Total RNA (1 μg) was reverse-transcribed using a PrimeScript^® RT reagent kit (Perfect Real Time) (Takara Bio Inc., Shiga, Japan). PCR was conducted in a reaction mixture containing 1× SYBR^®Premix Ex Taq™ II (Takara Bio), 10 ng of cDNA, and the following primers: CXCL1: 5′-AGCTTGCCTCAATCCTGCATCC-3′ and 5′-TCCTTCAGGAACAGCCACCAGT-3′, DKK1: 5′-ACCAGACCATTGACAACTACCAGC-3′ and 5′-TAATTCCCGGGGCAGCACAT-3′, ICAM1: 5′-ATGCCCAGACATCTGTGTCC-3′ and 5′-GGGGTCTCTATGCCCAACAA-3′, IL1B: 5′-TGTACCTGTCCTGCGTGTTGAA-3′ and 5′-AGGTGCTGATGTACCAGTTGG-3′, IL32: 5′-AGCTCTGACCTGGTGCTGTC-3′ and 5′-ACATCACCCAGTCTCAGGCATTCT-3′, IL8: 5′-GAGAGCTCTGTCTGGACCCCAA-3′ and 5′-ATCTGGCAACCCTACAACAGACCCA-3′, NLRP2: 5′-CATTCTGCGTCAAGCACTGTCG-3′ and 5′-CCGTCCAGAAAGGAAGCATGTG-3′, TREM2: 5′-ATGATGCGGGTCTCTACCAGTG-3′ and 5′-GCATCCTCGAAGCTCTCAGACT-3′, HPRT1: 5′-GATGGTCAAGGTCGCAAGCTT-3′ and 5′-CTGGCGATGTCAATAGGACTCCAG-3′. The expression of each gene was calculated by the comparative threshold cycle method (ΔΔCt) and normalized to that of hypoxanthine phosphoribosyltransferase 1 (HPRT1). The expression level of each gene is shown relative to that of an NHEK strain (ID: NHEK 1, lot no. 3C1272). The data are presented as the mean values of two replicate tests.

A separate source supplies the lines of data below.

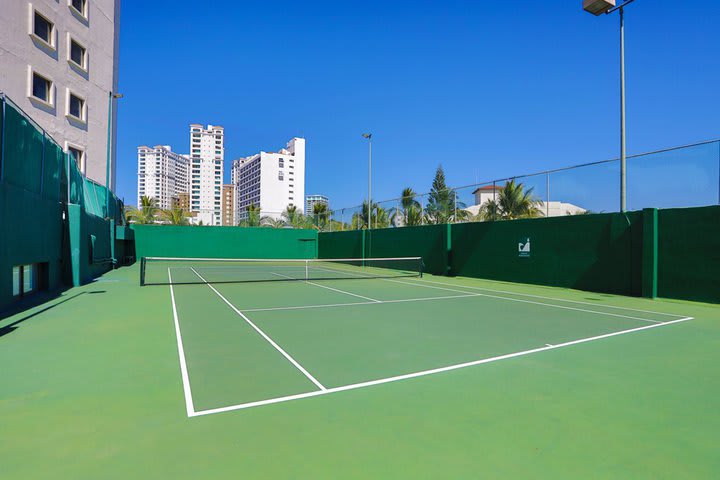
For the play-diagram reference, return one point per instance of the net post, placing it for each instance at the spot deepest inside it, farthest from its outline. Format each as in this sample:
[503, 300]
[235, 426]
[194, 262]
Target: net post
[142, 271]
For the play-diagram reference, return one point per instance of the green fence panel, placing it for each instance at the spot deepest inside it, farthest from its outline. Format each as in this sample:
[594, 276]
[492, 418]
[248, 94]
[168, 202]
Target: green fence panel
[689, 253]
[601, 253]
[223, 242]
[32, 232]
[76, 194]
[348, 244]
[23, 151]
[52, 170]
[428, 242]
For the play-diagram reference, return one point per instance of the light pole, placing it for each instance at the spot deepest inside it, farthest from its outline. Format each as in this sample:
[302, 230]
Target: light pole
[111, 97]
[368, 136]
[599, 7]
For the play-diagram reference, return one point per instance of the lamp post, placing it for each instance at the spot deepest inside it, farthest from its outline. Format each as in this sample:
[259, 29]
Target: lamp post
[111, 97]
[600, 7]
[368, 137]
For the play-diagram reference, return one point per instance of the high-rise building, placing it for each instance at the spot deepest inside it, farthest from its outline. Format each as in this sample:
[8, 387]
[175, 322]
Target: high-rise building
[184, 201]
[270, 180]
[59, 63]
[311, 200]
[228, 206]
[162, 174]
[207, 152]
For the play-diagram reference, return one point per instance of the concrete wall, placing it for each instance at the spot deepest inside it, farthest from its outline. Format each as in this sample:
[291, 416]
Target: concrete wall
[21, 53]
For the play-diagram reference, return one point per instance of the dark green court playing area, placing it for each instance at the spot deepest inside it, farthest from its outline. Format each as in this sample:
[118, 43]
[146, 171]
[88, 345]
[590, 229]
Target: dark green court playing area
[387, 377]
[341, 330]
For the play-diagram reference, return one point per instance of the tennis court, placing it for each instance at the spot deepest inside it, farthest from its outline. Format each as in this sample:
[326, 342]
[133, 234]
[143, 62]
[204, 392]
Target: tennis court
[256, 332]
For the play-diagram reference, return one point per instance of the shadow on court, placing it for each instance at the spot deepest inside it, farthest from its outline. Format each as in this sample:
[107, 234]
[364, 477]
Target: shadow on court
[11, 327]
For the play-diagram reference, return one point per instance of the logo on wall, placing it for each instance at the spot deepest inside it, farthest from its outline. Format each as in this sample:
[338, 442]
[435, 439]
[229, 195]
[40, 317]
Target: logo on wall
[524, 247]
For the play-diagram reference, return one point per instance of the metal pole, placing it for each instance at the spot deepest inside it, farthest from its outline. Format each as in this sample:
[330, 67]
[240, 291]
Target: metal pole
[455, 207]
[547, 195]
[623, 160]
[369, 239]
[2, 141]
[107, 160]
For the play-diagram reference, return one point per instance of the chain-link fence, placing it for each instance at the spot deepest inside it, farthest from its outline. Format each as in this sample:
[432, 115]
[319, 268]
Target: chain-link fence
[683, 176]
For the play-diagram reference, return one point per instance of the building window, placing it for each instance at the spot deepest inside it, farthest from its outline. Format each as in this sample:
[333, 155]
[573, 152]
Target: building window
[76, 107]
[77, 54]
[24, 279]
[43, 29]
[78, 155]
[42, 88]
[80, 7]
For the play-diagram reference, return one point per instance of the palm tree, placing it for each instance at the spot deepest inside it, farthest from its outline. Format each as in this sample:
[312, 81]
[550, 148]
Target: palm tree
[399, 215]
[293, 217]
[441, 200]
[489, 211]
[252, 217]
[147, 213]
[273, 222]
[379, 217]
[513, 202]
[320, 216]
[413, 216]
[174, 216]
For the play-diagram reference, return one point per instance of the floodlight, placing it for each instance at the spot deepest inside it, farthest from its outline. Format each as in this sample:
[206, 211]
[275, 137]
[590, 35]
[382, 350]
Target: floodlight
[598, 7]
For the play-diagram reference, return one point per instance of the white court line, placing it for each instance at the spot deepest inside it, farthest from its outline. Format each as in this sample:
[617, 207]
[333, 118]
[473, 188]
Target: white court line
[550, 298]
[189, 406]
[330, 305]
[430, 372]
[329, 288]
[528, 301]
[263, 334]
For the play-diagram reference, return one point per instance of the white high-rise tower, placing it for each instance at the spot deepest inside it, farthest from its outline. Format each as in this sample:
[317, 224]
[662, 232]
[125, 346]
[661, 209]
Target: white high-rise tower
[271, 181]
[162, 175]
[207, 152]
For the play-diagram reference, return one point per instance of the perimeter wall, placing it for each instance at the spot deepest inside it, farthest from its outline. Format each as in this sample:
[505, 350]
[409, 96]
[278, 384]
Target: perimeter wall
[223, 242]
[51, 215]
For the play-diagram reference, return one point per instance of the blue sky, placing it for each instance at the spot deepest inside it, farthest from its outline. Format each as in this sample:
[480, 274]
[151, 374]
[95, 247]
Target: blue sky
[487, 89]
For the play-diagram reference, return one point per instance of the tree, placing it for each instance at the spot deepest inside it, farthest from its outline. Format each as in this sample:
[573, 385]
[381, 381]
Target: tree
[147, 213]
[513, 202]
[441, 201]
[379, 217]
[402, 216]
[174, 216]
[273, 222]
[294, 218]
[321, 216]
[252, 216]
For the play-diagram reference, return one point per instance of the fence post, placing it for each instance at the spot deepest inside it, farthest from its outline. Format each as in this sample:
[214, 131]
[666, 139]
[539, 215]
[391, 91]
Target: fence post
[547, 195]
[42, 165]
[650, 253]
[2, 140]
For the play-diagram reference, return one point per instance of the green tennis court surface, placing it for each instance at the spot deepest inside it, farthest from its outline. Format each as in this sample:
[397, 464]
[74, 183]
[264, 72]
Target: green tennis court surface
[400, 377]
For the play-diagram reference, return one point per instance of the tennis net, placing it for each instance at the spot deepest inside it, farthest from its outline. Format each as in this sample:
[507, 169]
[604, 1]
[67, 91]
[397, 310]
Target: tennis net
[178, 271]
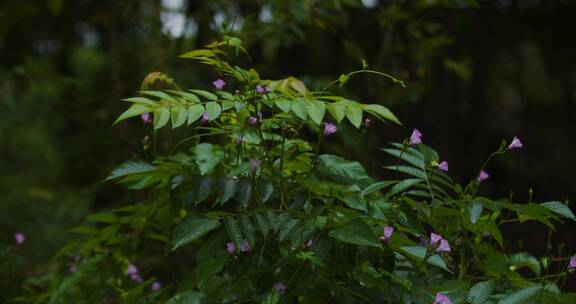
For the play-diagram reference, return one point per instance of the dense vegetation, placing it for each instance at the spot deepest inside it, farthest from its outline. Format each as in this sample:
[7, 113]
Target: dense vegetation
[259, 190]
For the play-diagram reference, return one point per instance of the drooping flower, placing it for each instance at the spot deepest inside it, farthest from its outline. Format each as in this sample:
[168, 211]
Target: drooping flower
[204, 119]
[329, 128]
[156, 286]
[572, 264]
[388, 230]
[443, 166]
[483, 176]
[416, 137]
[20, 238]
[261, 89]
[367, 122]
[219, 84]
[280, 287]
[442, 299]
[444, 246]
[244, 247]
[434, 238]
[254, 164]
[515, 144]
[146, 119]
[230, 247]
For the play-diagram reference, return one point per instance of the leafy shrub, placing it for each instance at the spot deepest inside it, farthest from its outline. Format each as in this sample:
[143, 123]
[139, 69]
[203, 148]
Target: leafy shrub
[245, 209]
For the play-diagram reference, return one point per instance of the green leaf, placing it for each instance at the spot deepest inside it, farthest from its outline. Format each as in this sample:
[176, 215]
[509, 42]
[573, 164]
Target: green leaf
[107, 218]
[338, 111]
[316, 110]
[192, 229]
[131, 167]
[195, 112]
[299, 108]
[559, 208]
[134, 110]
[234, 231]
[336, 165]
[403, 185]
[354, 115]
[207, 157]
[420, 253]
[248, 229]
[381, 112]
[355, 232]
[161, 117]
[377, 186]
[521, 296]
[226, 189]
[179, 115]
[213, 109]
[481, 292]
[283, 104]
[206, 94]
[475, 211]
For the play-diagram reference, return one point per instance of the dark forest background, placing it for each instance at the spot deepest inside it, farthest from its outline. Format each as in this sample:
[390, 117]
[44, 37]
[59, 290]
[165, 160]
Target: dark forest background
[476, 72]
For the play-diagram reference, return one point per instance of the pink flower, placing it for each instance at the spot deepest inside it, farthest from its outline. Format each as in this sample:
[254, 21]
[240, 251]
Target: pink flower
[19, 237]
[329, 128]
[434, 238]
[280, 287]
[572, 264]
[254, 164]
[204, 119]
[230, 247]
[443, 166]
[261, 89]
[388, 230]
[156, 286]
[444, 246]
[515, 144]
[442, 299]
[416, 137]
[483, 176]
[244, 247]
[146, 119]
[218, 84]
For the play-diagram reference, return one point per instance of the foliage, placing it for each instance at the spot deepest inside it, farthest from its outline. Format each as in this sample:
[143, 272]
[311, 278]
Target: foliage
[246, 208]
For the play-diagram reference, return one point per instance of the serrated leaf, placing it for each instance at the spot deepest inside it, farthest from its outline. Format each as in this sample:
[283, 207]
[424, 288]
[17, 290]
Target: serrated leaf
[316, 110]
[520, 296]
[131, 167]
[354, 115]
[192, 229]
[178, 115]
[481, 292]
[205, 94]
[134, 110]
[355, 232]
[475, 211]
[195, 112]
[338, 111]
[403, 185]
[161, 117]
[213, 109]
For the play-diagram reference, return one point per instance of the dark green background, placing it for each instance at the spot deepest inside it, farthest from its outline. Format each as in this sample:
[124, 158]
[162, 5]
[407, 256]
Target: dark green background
[476, 72]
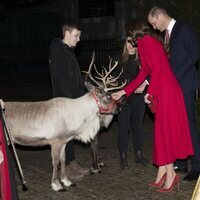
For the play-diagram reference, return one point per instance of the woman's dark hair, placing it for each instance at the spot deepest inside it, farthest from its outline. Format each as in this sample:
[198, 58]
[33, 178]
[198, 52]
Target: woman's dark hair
[69, 26]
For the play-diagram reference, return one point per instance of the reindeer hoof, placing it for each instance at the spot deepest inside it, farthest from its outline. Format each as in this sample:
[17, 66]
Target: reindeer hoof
[66, 182]
[101, 165]
[95, 171]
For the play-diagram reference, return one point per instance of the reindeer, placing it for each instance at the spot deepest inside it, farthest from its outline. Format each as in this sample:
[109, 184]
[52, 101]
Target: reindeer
[57, 121]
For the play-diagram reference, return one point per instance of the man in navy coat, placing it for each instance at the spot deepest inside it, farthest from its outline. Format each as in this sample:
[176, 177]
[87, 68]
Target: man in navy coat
[184, 54]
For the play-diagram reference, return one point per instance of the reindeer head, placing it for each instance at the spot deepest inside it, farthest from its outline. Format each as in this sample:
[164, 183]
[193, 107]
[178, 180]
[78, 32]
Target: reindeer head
[104, 82]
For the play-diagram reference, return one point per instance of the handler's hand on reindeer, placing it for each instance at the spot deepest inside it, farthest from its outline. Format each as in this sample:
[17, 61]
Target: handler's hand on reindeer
[2, 103]
[117, 95]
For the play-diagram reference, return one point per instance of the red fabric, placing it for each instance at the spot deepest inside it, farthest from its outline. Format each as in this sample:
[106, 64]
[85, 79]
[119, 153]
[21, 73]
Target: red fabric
[152, 106]
[172, 138]
[4, 170]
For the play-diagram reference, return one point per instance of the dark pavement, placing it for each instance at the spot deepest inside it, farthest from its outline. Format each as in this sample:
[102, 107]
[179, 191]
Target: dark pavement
[112, 184]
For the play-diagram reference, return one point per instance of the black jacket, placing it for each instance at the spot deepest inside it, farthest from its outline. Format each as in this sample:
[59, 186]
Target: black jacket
[65, 71]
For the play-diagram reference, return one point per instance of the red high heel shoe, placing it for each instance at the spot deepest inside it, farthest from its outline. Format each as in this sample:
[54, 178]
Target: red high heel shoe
[160, 182]
[174, 182]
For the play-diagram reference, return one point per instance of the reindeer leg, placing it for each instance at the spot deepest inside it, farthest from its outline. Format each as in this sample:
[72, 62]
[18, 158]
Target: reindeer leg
[95, 155]
[64, 178]
[55, 152]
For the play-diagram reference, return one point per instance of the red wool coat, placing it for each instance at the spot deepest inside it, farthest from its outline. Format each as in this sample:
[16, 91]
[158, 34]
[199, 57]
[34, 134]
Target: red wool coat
[172, 138]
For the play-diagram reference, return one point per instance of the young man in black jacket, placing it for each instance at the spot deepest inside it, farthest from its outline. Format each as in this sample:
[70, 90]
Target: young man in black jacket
[67, 82]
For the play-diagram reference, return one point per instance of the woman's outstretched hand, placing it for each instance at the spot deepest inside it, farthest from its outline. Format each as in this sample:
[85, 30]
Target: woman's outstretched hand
[117, 95]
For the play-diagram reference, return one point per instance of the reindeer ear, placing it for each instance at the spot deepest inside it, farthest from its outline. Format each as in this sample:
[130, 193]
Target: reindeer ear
[89, 86]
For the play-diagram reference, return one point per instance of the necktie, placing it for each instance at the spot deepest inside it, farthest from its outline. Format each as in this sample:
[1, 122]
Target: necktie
[166, 37]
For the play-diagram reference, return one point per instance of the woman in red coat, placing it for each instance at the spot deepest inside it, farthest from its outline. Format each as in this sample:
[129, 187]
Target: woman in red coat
[8, 189]
[171, 132]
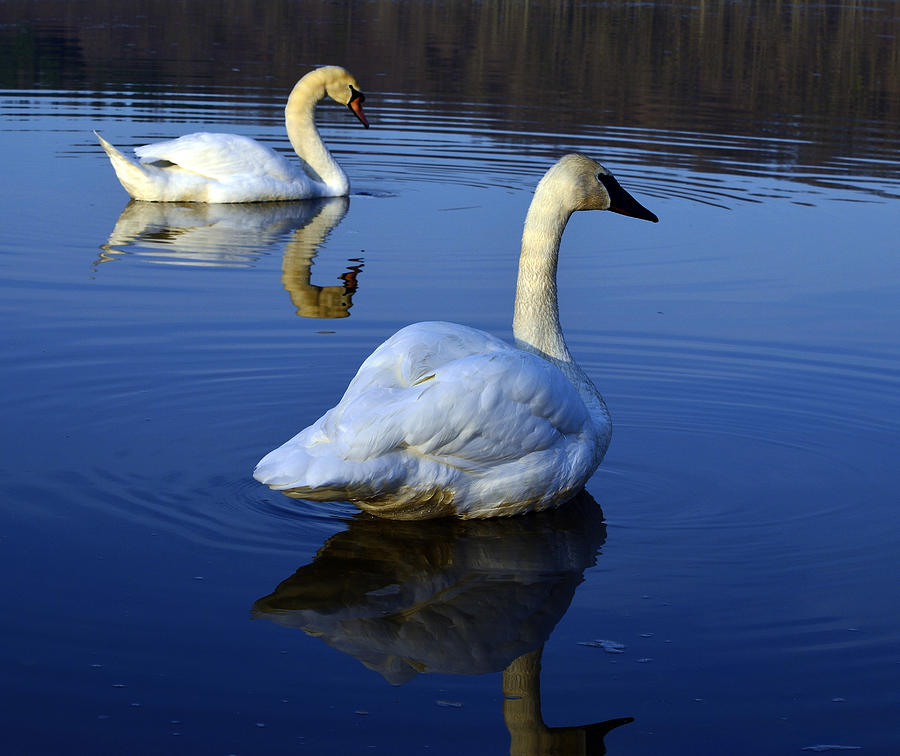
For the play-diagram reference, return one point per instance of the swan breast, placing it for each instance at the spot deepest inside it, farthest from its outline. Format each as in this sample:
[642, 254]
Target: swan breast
[442, 410]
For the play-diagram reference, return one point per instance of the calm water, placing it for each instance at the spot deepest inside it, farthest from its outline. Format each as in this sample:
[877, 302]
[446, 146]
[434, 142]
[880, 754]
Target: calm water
[738, 592]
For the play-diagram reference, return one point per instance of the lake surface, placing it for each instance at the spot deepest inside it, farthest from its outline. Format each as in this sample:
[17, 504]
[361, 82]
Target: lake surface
[729, 582]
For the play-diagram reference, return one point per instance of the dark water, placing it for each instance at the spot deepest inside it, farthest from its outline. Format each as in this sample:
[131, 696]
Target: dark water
[738, 592]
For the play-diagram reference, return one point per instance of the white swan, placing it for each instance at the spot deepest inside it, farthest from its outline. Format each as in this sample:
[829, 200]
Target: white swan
[206, 167]
[442, 419]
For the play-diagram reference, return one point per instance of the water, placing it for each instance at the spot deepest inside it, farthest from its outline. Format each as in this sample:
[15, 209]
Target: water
[160, 601]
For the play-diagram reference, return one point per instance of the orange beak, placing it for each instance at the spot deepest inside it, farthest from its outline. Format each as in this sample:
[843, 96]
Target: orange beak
[355, 105]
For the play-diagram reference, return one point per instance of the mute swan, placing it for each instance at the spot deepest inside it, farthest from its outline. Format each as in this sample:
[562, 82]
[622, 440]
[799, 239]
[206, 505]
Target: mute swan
[443, 419]
[206, 167]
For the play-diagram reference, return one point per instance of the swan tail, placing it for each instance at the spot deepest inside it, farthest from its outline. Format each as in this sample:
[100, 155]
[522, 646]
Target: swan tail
[133, 176]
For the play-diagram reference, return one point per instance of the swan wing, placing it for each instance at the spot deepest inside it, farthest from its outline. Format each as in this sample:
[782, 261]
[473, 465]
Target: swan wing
[434, 402]
[219, 157]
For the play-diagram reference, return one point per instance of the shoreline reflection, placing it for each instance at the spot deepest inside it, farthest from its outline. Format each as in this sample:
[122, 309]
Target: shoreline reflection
[465, 597]
[235, 236]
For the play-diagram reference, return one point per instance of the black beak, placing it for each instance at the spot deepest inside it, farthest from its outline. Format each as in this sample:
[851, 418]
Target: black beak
[622, 202]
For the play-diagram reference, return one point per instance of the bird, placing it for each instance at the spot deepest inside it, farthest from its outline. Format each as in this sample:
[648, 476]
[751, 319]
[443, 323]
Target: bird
[447, 420]
[222, 168]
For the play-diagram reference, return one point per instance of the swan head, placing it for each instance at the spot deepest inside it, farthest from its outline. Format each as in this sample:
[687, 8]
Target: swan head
[587, 185]
[342, 87]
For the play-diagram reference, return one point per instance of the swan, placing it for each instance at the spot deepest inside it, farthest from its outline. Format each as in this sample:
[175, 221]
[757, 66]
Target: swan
[206, 167]
[443, 419]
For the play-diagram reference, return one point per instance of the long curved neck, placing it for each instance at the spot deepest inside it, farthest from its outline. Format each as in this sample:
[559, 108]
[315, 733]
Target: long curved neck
[301, 128]
[536, 325]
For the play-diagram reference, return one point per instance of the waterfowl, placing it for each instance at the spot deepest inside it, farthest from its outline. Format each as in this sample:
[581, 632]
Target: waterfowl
[205, 167]
[443, 419]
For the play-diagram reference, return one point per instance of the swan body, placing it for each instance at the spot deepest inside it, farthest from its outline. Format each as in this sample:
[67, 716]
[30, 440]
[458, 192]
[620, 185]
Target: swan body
[443, 419]
[219, 168]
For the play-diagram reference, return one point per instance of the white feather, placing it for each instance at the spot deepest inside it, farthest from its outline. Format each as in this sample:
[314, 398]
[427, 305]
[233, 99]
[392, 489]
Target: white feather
[446, 419]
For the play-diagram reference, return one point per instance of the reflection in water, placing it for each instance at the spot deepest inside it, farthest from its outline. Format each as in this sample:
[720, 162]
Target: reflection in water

Comparative studies of gene expression between FDKs and NHEKs and between AD-FDKs and Non-AD-FDKs were performed with the Welch test; the filtering criterion was p < 0.05. For correlation analysis, the Spearman correlation test was used.